4.You’re Gonna’ Get Bit! Harrowing Tales of Herpetology: An impassioned tale of a love of reptiles, this is an engaging read that will make you want to step outside your comfort zone and start making all sorts of cold blooded friends. Author and reptile specialist Mark Ferdinand talks us through his love of everything from frogs to poisonous snakes and everything in between. His passion and love for nature comes through every page and makes the book a really amazing read. You won’t want to put the book down and will enjoy reading about everything from Ferdinand’s childhood getting his first reptilian pets to his job extracting and handling dangerous snakes. The book is both funny and enjoyable, making for an engaging combination of autobiography and information. You’ll learn, and laugh, a lot if you choose to read this intense book.

3. The Lizard King: The True Crimes and Passions of the World’s Greatest Reptile Smugglers: I’ve already mentioned this incredible book in my list of non-fiction books about animals to read if you loved Tiger King, but it’s definitely worth adding to this list as well. Writer Bryan Christy investigates the global illegal trade in reptiles, and how this lucrative and deeply dangerous market damages the habitats and lives of a wide range of reptiles. The book showcases the damage that the underground trade in reptiles has, and how it is powered by greed and an insatiable desire for exotic pets by avid collectors. The main focus of the book is one specific reptile dealer, who illegally imported thousands of animals into America from around the world and who the U.S. Fish and Wildlife Service were trying to snare for many years to come. Christy chronicles the investigation and the impact that illegal reptile smuggling has on the pet industry and the lives of individual animals.

2. Secrets of Snakes: The Science beyond the Myths: One of the many things that makes reptiles so intriguing is that their lives are often so unknown to us. While most mammals have been extensively studied and behave in ways that we can understand, snakes and other reptiles have their own unique ways of being. Most reptiles don’t experience emotions the way that we do, which means that we cannot relate to their behaviour as we do with most domestic and many wild animals. Taking a humorous and relatable approach, biologist David Steen unpacks some of the biggest myths and questions that many people have about snakes and offers ways that we can understand them. This fascinating book is approachable and understandable, making it great for anyone who wants to find out more about snakes but doesn’t want to keep them as a pet. Steen has experience observing snakes in the wild as well as in captivity, so he shows us a peek behind the curtain at these previously unknown creatures. He discusses a variety of different types of snake and breaks down the myths that have often hampered our relationship with these diverse and truly unique creatures.

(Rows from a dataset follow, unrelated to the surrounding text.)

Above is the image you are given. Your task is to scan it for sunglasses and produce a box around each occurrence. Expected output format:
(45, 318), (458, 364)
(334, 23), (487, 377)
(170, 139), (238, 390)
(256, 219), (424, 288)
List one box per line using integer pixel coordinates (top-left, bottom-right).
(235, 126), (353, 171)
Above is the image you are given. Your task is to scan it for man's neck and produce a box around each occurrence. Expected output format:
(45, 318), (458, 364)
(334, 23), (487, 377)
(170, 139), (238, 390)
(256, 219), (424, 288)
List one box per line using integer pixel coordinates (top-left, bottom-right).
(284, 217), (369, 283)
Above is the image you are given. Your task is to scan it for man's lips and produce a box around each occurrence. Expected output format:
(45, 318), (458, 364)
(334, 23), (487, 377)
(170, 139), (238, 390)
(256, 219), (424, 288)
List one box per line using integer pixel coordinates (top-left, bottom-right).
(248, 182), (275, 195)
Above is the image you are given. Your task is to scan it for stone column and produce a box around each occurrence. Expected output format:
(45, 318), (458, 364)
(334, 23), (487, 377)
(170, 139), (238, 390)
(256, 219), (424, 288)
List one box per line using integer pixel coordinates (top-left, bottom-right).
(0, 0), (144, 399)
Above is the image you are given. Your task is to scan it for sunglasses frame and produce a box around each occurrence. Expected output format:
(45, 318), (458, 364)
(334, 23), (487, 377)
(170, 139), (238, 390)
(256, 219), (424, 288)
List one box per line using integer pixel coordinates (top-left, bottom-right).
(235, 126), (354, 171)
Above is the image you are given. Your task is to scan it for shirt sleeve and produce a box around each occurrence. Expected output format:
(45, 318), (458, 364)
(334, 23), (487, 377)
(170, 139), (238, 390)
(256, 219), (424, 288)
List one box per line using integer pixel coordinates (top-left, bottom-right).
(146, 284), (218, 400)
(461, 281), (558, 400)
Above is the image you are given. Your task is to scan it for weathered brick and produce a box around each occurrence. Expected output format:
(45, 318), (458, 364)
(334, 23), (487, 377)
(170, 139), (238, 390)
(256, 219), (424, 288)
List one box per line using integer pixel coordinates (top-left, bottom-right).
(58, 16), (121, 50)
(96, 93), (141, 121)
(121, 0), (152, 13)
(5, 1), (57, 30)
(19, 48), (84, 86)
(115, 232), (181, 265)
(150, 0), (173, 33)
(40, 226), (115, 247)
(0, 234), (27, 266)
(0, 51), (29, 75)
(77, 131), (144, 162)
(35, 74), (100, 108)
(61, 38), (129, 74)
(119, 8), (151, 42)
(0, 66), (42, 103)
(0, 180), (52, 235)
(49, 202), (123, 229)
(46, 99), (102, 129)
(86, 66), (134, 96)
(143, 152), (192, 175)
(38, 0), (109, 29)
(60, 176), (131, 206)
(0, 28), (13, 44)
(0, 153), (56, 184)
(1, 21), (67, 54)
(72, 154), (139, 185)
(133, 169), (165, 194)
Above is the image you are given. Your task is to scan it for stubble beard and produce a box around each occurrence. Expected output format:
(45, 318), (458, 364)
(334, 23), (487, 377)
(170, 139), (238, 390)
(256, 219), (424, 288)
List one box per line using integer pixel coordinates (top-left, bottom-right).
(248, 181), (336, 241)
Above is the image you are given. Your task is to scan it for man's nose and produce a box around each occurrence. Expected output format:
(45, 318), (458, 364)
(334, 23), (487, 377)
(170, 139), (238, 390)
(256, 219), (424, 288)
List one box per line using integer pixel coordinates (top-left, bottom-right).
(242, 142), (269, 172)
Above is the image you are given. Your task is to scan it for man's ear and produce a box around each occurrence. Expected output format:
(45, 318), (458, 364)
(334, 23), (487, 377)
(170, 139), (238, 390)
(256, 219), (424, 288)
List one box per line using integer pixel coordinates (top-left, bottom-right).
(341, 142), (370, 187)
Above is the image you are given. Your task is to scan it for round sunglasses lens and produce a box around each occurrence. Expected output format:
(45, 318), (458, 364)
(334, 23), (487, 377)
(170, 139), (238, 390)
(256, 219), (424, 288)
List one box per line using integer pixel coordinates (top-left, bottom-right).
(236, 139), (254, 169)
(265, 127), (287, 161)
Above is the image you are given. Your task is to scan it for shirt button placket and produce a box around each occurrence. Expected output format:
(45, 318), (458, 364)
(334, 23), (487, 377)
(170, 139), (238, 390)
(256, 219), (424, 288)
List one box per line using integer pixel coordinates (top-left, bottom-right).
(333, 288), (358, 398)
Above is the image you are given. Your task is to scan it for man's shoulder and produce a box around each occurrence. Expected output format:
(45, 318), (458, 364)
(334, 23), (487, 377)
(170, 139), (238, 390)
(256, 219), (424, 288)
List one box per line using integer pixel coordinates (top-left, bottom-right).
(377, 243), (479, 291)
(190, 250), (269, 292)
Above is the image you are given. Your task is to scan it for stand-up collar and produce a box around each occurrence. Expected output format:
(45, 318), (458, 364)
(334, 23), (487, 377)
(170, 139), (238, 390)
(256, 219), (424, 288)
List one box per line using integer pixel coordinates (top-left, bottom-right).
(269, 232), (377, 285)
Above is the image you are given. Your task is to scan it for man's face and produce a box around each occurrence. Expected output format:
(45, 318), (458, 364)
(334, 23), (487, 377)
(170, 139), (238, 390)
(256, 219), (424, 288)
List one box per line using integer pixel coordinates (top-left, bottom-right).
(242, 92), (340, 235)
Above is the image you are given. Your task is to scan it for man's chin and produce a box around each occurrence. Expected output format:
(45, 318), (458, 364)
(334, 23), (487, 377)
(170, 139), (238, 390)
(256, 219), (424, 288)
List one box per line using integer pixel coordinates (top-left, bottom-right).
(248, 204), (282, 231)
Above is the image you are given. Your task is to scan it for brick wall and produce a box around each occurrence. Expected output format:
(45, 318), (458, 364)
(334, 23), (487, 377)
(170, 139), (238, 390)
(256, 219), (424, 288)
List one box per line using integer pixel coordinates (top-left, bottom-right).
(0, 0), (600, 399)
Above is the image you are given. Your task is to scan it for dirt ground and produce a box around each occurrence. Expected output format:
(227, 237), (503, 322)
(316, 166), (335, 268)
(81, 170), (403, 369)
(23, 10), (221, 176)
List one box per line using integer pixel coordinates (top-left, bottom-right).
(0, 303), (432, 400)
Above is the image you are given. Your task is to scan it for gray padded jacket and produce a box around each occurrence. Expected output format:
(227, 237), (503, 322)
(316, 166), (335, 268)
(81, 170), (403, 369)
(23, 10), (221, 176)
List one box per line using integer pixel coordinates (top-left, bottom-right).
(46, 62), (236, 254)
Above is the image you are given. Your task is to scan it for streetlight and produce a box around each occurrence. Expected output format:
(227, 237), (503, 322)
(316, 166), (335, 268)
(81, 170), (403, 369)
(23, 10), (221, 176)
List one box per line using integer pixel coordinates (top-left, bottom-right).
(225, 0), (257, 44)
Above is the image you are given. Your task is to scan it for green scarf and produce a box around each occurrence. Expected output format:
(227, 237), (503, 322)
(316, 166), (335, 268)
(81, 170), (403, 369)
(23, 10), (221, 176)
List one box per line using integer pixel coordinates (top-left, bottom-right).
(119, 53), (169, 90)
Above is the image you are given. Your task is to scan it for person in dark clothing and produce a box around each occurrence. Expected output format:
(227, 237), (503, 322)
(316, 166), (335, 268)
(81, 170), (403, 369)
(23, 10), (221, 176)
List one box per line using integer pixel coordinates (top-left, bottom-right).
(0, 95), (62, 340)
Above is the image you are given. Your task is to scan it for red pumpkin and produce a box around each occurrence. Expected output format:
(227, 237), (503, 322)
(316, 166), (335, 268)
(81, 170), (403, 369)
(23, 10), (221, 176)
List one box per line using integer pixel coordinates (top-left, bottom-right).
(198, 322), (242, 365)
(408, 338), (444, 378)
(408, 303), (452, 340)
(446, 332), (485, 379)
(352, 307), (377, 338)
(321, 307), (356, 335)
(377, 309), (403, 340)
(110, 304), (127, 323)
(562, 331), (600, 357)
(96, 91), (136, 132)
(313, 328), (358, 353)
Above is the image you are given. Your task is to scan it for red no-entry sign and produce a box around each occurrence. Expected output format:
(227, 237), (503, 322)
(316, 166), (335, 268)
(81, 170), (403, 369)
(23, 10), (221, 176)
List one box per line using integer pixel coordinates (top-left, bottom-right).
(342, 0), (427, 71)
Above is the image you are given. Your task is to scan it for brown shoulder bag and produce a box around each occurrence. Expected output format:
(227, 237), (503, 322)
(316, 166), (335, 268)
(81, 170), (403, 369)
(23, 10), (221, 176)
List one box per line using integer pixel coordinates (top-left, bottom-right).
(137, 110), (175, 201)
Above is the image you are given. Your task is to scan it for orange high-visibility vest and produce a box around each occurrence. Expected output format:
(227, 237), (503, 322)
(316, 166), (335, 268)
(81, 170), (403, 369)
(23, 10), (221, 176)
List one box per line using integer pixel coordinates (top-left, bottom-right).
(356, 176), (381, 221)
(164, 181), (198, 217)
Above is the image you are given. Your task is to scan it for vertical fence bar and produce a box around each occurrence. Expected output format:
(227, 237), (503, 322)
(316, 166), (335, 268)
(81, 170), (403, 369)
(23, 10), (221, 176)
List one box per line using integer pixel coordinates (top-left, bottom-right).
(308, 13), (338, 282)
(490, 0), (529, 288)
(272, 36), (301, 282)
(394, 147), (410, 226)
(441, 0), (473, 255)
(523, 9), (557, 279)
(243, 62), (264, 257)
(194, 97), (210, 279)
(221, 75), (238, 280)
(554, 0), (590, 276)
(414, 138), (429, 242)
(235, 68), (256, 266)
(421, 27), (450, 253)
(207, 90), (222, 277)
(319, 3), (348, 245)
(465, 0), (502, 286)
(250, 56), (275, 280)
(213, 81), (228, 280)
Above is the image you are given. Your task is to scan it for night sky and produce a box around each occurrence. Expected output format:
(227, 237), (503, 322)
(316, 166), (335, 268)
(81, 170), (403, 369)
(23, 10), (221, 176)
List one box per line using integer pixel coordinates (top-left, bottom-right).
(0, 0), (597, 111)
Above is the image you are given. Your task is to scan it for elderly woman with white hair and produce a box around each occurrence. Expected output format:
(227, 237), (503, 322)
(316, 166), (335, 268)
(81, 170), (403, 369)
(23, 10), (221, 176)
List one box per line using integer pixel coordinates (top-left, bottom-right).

1. Dreaming in Turtle: A Journey Through the Passion, Profit, and Peril of Our Most Coveted Prehistoric Creatures: If you want to learn more about one of the animals that is most exploited and damaged by humans, then I would heartily recommend this amazing book. It takes the reader on a tour around the world to see how humans are exploiting turtles, which the author compares to canaries in a coal mine, and how this exploitation affects the ocean that turtles call home. Journalist and reptile enthusiast Peter Laufer walks the reader through the enduring popularity and symbolism that turtles embody and how this is completely at odds with the cavalier way that people treat them and make their lives miserable and their homes uninhabitable. This book is gripping and deeply disturbing at the same time, and it’s a unique read for those who want to learn more about our impact on the environment and the lives of the creatures tat live in it with us. Often, for people, it’s hard for people to connect with a cause, even one as important conservation and caring for the environment, without an individual cause or case study. Laufer uses the hardships of the humble turtle to make a bigger point about humanity and our disregard for the flora and fauna that came before us and will probably outlive humans.